Gebeden op de Pinksteren
Inleiding:
Ik las onlangs de volgende
gedicht, dat helemaal bij Pinksteren past.
De titel was: een nieuwe kerk.
Een nieuwe taal moeten we spreken
en die ook durven leren!
Als al die zekerheden gaan verbleken
zullen zwevers weer terugkeren.
Dus laat die nieuwe kerk maar komen
waar twijfel geloofshouding mag zijn!
Een plek waar mensen kunnen dromen
en ruimte blijft voor groot en klein.
Dogma's en leerstellingen zullen zwijgen.
Een notenbalk speelt nieuwe akkoorden.
Alles is op de menu kaart te krijgen
Behalve holle en lege antwoorden!
Pinksteren is het feest van beweging, van vuur en enthousiasme.
Pinksteren is de dag dat de apostelen, ontmoedigd door de dood van
Jezus,
gingen beseffen dat zij zijn werk moesten voortzetten.
Pinksteren vertelt ons dat ze de straat op gingen om te getuigen
en zo een nieuw begin te maken met de beweging die Jezus had opgezet.
Helaas is die beweging voor een deel verstard
daarom is het zinvol om vandaag te bidden voor een nieuwe kerk
waarin de geest van Jezus volop waaien kan.
Gebed
Geest van God, Geest van Jezus,
Geest van water en vuur,
Geest van storm en wind,
wees voor ons als een verfrissend bad
opdat wij opstaan uit de slaap
van sleur, van onverschilligheid.
Vuur ons aan om in beweging te komen,
opdat wij niet bang zijn onze nek uit te steken
voor de zaak van Jezus van Nazaret,
in onze geloofsgemeenschap.
Geef ons inspiratie, geef ons kracht,
vandaag en alle dagen. Amen
Slotgebed:
God van leven, soms houden we onze adem in als we zien wat er allemaal
in uw wereld gebeurt zoveel verdriet is er, zoveel dat verkeerd gaat
zoveel dat misloopt, daarom bidden wij: zend toch uw geest van
vernieuwing.
Soms raken we buiten adem, God alsof we geen lucht krijgen door alles
wat ons bedrukt en benauwt voor alles waar we ons zorgen om maken en
alles waar we bang voor zijn daarom bidden we: zend toch uw geest van
kracht.
Op deze dag van licht en vuur en wind
bidden wij om geestkracht, om nieuwe moed,
om lucht en liefde om samen in beweging te komen
op de weg die Jezus ons gewezen heeft. Amen
Voorbede
Kom, Adem van God, blaas ons leven in
en maak ons tot mensen die handelen in uw geest,
opdat wij uw schepping in stand houden en verbeteren.

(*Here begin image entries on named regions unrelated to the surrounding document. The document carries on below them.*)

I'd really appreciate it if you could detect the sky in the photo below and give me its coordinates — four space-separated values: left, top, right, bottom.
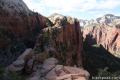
23 0 120 20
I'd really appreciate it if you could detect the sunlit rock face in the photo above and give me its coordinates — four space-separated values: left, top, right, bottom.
36 14 84 66
83 25 120 57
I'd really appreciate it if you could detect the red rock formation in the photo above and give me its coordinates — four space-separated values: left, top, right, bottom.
36 16 84 66
83 25 120 55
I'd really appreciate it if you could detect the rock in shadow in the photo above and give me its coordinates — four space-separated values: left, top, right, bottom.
84 34 120 76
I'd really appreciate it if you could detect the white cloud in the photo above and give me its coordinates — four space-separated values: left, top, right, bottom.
24 0 120 18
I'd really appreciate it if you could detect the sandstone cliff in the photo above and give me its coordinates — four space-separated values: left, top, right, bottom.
35 14 84 66
83 24 120 57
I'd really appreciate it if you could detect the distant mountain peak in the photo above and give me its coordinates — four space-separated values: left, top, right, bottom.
0 0 31 15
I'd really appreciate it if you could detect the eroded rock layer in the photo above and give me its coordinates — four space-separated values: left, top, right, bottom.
83 25 120 56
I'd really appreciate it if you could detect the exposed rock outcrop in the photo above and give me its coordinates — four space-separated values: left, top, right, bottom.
83 25 120 57
7 49 90 80
0 0 50 66
36 14 84 66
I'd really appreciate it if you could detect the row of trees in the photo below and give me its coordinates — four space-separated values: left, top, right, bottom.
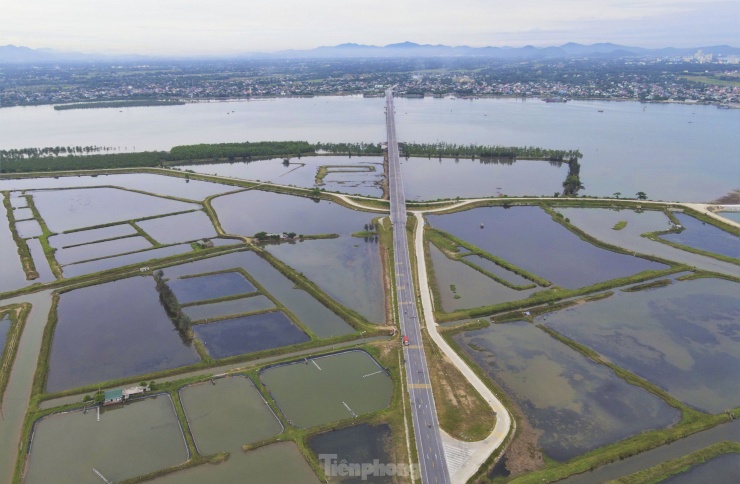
153 269 193 341
166 141 316 161
315 143 383 156
399 143 583 161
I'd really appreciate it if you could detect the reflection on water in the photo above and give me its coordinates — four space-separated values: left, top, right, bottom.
152 442 321 484
24 395 188 484
136 211 218 244
164 251 354 338
267 236 385 323
193 311 309 359
167 272 257 304
661 213 740 258
662 453 740 484
401 158 568 200
180 376 283 455
429 244 540 312
260 351 393 428
454 322 679 461
180 156 383 197
46 277 199 392
427 207 666 288
33 188 200 232
543 279 740 412
308 424 393 483
212 190 377 236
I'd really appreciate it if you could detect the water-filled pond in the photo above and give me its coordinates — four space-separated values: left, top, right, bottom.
661 213 740 259
46 277 199 392
427 207 667 288
15 219 44 239
429 244 541 313
0 211 32 292
661 453 740 484
33 188 200 232
212 190 377 240
542 279 740 413
401 157 568 200
26 239 56 283
267 236 385 323
260 351 393 428
167 271 257 304
180 376 283 455
24 395 188 484
308 424 393 483
152 442 321 484
181 156 383 197
13 206 33 220
717 212 740 223
454 322 679 461
0 173 234 200
136 211 218 244
62 244 193 277
193 311 309 359
54 236 152 265
164 251 354 338
182 295 275 321
49 223 136 249
0 314 10 355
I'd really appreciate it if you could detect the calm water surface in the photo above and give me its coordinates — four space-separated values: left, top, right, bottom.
0 173 234 201
54 236 152 265
49 223 136 249
260 351 393 428
167 271 257 304
0 96 740 202
46 277 200 392
160 251 354 338
25 395 188 484
308 424 393 483
152 442 321 484
182 296 275 321
212 190 377 236
455 322 679 461
427 207 667 288
180 376 283 454
193 311 309 359
661 213 740 259
33 188 200 232
662 454 740 484
180 156 383 197
267 236 385 323
429 245 540 313
136 211 218 244
538 279 740 413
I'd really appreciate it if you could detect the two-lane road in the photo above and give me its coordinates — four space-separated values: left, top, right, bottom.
386 89 450 483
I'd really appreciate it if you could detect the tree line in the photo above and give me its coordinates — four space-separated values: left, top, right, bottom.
153 269 193 341
398 143 583 161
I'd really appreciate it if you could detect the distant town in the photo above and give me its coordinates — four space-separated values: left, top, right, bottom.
0 50 740 108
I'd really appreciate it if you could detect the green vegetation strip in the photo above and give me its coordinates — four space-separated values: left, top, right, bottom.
0 303 31 406
3 192 39 280
622 279 673 292
610 441 740 484
425 228 552 289
54 99 185 111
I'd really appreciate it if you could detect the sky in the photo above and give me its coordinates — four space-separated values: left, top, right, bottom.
0 0 740 56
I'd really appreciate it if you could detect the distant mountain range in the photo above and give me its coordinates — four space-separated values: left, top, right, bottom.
0 42 740 64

Kom, Kracht van God, ondersteun ons in onze zwakheid,
versterk onze goede wil, dat we het goede willen
voor ieder medemens en daar ook daadwerkelijk inhoud aan geven.
Kom, Vuur van God, maak ons vurig en enthousiast,
roep ons wakker uit de slaap van sleur en gewenning
opdat we ons geestdriftig inzetten voor Jezus' idealen.

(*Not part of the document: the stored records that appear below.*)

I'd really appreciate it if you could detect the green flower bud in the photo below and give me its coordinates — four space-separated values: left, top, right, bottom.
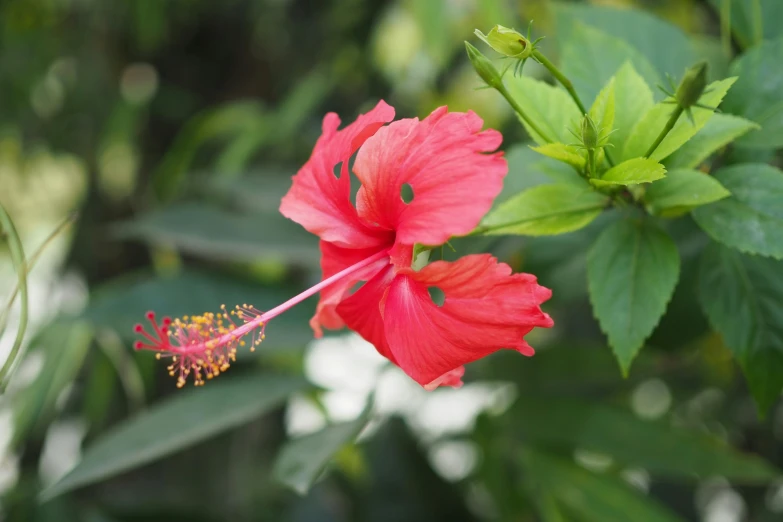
474 25 533 60
674 62 707 109
465 42 503 89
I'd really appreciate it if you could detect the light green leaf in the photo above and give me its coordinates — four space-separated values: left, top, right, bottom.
723 37 783 148
274 412 367 495
590 158 666 187
505 74 581 145
42 375 307 499
609 61 653 153
531 143 585 171
587 219 680 374
644 169 731 217
621 78 736 161
522 449 682 522
693 163 783 258
698 244 783 416
664 114 760 169
512 397 777 483
480 184 609 236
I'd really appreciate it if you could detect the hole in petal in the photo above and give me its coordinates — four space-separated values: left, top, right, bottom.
400 183 413 201
427 286 446 306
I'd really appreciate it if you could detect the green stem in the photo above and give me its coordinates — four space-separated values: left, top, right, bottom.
644 105 683 158
495 83 555 143
532 49 587 114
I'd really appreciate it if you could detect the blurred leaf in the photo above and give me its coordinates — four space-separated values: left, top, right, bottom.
723 37 783 148
274 411 368 495
644 169 731 217
664 112 760 169
113 203 321 268
13 322 93 447
522 450 682 522
621 78 736 161
699 244 783 416
41 374 307 500
693 163 783 258
512 397 778 483
561 23 660 105
590 158 666 187
587 219 680 375
505 75 580 145
479 184 609 236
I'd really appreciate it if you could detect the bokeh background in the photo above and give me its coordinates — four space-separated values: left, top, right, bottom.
0 0 783 522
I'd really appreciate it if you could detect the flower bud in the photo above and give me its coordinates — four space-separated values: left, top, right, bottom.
474 25 533 60
675 62 707 109
465 42 503 89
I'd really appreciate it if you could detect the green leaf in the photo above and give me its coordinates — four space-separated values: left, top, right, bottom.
561 22 660 105
480 184 609 236
587 219 680 375
698 244 783 416
664 114 760 169
41 374 307 500
621 78 736 161
113 203 320 267
274 412 368 495
513 397 778 484
609 61 653 155
505 75 581 145
644 169 731 217
723 37 783 148
522 450 682 522
590 158 666 187
531 143 585 171
693 163 783 258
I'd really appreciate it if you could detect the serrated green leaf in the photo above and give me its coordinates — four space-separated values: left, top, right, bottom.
531 143 585 171
664 114 760 169
512 397 778 483
587 219 680 374
693 163 783 258
723 37 783 148
621 78 737 161
644 169 731 217
698 244 783 416
590 158 666 187
274 412 367 495
41 375 307 499
480 184 609 236
522 449 682 522
505 75 581 145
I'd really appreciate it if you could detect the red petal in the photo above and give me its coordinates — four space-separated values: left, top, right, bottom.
337 265 396 364
310 241 389 337
280 101 394 247
384 254 554 386
354 107 508 249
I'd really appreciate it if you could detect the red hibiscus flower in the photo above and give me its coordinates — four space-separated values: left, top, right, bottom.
136 102 553 389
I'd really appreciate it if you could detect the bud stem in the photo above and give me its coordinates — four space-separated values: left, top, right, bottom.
532 49 587 114
644 104 684 158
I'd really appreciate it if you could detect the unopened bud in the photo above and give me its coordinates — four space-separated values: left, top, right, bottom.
675 62 707 109
474 25 533 60
465 42 503 89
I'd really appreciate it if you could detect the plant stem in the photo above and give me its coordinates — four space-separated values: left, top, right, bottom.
495 83 555 143
644 105 683 158
532 50 587 114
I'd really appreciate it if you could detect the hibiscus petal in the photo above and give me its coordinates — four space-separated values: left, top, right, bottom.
310 241 389 337
354 107 508 245
280 101 394 247
384 255 554 387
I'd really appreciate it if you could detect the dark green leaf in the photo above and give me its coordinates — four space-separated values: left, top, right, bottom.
693 163 783 258
42 375 306 499
587 219 680 374
699 244 783 416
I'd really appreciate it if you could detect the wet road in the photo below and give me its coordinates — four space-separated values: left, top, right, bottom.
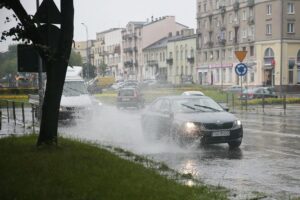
61 107 300 199
2 106 300 199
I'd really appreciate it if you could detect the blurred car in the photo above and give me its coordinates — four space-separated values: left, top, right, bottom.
117 87 145 109
119 81 140 88
223 85 242 93
141 96 243 148
181 91 205 96
240 87 277 100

Kom, Wijsheid van God, geef ons inzicht in goed en kwaad,
geef ons een beter zicht op alles wat beter kan
zowel in ons eigen leven als in onze samenleving.
Kom, Stormwind van God, zet ons in beweging,
opdat we niet passief achteroverleunen uit gemakzucht,
dat we niet wegzakken in het drijfzand van egoïsme en zelfoverschatting.

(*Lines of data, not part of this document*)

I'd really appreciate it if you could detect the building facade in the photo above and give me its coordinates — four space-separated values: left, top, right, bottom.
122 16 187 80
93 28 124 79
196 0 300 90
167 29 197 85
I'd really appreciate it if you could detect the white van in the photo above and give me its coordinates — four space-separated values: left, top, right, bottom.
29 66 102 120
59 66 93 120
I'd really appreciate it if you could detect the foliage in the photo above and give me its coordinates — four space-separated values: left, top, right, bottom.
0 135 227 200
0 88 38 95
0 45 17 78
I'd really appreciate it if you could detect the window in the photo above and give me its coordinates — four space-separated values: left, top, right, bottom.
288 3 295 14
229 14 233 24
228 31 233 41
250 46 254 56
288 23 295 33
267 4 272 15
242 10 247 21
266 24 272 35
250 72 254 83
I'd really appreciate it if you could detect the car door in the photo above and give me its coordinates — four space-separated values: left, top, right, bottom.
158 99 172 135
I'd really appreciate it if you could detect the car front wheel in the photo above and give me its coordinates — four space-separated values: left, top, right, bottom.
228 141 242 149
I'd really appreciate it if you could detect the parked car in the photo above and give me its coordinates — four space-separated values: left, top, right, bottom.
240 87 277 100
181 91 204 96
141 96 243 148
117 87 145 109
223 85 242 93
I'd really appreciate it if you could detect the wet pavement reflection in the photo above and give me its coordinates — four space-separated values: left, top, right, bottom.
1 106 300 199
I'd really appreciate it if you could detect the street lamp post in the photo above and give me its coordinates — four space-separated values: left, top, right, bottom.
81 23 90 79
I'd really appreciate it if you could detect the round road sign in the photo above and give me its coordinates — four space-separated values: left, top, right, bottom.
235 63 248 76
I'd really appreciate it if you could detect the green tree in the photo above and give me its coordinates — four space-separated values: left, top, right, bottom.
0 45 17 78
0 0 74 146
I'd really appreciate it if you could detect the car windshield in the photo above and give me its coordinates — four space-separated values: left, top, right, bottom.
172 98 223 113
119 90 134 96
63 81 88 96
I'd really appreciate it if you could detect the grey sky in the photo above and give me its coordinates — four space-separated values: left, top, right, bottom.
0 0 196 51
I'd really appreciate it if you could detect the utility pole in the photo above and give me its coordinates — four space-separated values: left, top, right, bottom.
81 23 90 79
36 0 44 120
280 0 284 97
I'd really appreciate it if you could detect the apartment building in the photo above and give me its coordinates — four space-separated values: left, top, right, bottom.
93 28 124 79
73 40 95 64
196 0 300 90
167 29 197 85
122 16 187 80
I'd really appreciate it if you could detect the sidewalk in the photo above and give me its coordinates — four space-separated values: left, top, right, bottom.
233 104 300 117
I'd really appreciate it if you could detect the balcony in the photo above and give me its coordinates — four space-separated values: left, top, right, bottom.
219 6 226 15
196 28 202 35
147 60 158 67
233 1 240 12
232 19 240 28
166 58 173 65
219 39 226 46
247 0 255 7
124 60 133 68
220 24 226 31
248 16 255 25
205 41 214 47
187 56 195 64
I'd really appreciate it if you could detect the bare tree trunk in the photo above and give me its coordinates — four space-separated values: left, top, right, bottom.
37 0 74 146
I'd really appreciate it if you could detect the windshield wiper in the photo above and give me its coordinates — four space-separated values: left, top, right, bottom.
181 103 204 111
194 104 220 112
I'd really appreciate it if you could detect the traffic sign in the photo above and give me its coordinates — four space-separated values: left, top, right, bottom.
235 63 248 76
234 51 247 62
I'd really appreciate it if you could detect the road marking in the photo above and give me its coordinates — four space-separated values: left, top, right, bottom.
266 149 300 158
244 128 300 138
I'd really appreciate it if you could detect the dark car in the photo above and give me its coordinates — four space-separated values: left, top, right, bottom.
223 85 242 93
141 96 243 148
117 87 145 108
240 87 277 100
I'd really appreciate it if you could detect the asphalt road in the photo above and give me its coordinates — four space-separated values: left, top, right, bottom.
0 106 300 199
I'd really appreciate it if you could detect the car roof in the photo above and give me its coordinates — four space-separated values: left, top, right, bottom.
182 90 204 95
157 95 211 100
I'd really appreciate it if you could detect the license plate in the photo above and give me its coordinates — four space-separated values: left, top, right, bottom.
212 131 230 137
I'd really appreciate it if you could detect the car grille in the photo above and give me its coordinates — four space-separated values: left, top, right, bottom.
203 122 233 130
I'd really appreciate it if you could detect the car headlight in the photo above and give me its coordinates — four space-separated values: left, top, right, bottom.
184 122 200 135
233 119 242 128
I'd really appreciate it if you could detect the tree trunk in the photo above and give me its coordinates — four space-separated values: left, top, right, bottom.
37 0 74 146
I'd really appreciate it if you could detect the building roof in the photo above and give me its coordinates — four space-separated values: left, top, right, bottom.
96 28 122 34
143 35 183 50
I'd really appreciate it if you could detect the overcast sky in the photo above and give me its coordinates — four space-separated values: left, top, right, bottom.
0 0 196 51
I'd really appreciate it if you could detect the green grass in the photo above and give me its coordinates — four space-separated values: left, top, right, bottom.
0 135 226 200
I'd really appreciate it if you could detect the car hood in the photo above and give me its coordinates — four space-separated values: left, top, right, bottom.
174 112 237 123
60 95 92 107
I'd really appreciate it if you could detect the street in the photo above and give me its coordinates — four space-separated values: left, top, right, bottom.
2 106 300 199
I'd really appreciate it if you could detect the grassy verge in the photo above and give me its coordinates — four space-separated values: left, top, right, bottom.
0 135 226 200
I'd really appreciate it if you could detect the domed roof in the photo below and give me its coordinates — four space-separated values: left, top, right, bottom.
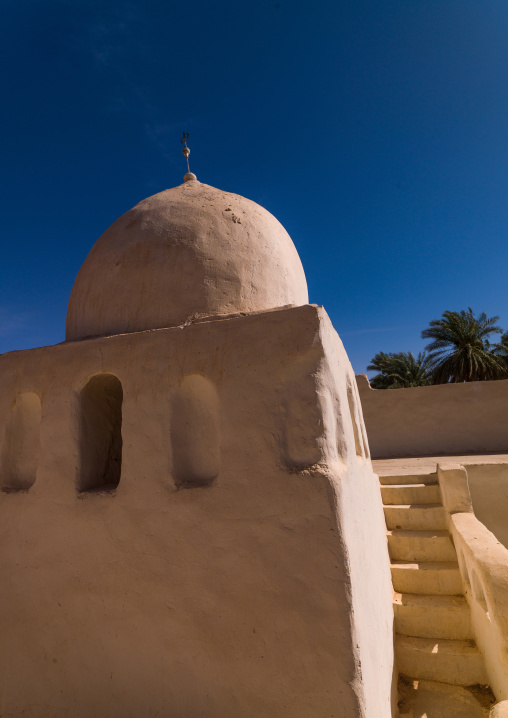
66 175 308 340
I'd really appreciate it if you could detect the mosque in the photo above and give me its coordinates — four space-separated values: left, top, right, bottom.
0 143 508 718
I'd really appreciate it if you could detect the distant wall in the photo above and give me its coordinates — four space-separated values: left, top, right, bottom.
465 462 508 548
356 374 508 459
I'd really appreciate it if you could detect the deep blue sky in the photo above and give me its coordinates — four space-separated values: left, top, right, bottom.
0 0 508 373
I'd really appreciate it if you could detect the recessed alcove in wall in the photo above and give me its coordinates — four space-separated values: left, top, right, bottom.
0 391 42 492
171 374 220 488
78 374 123 491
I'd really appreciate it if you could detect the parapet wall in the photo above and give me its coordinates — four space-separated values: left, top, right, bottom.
356 374 508 459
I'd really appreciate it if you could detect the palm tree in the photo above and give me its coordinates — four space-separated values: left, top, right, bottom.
489 332 508 371
422 307 507 384
367 352 431 389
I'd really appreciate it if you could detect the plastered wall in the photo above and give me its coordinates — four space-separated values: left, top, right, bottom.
0 306 393 718
356 374 508 459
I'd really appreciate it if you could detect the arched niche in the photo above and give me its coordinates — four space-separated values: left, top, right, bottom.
78 374 123 491
171 374 220 487
0 391 42 492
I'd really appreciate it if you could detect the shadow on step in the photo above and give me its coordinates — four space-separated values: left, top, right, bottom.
398 675 496 718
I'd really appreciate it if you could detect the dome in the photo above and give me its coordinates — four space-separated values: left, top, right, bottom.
66 179 308 341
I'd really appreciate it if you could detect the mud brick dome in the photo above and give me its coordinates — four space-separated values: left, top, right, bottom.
66 179 308 340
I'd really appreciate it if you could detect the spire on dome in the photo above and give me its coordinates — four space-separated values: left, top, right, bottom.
180 132 197 182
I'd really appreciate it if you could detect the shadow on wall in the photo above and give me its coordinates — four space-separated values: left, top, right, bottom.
0 391 41 492
78 374 123 491
171 374 220 488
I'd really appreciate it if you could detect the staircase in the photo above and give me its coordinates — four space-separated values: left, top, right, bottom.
380 474 488 686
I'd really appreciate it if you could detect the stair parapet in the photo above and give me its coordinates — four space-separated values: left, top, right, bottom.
437 464 508 704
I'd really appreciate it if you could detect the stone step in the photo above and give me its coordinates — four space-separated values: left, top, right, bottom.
398 675 495 718
384 504 447 531
393 593 473 640
391 561 463 596
381 484 441 504
386 529 457 561
379 473 438 486
395 634 488 686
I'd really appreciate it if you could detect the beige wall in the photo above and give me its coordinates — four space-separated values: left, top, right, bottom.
356 374 508 459
0 306 393 718
466 463 508 548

Kom, Licht van God, verlicht onze levensweg
opdat wij Jezus' boodschap steeds beter gaan verstaan
en de mogelijkheden zien om die boodschap in ons eigen leven waar te
maken.
Kom, Liefde van God, leer ons wat echte liefde betekent,
hoe we die waar kunnen maken aan elkaar,
niet alleen aan hen die we leuk en aardig vinden
maar ook aan hen aan wie we een hekel hebben.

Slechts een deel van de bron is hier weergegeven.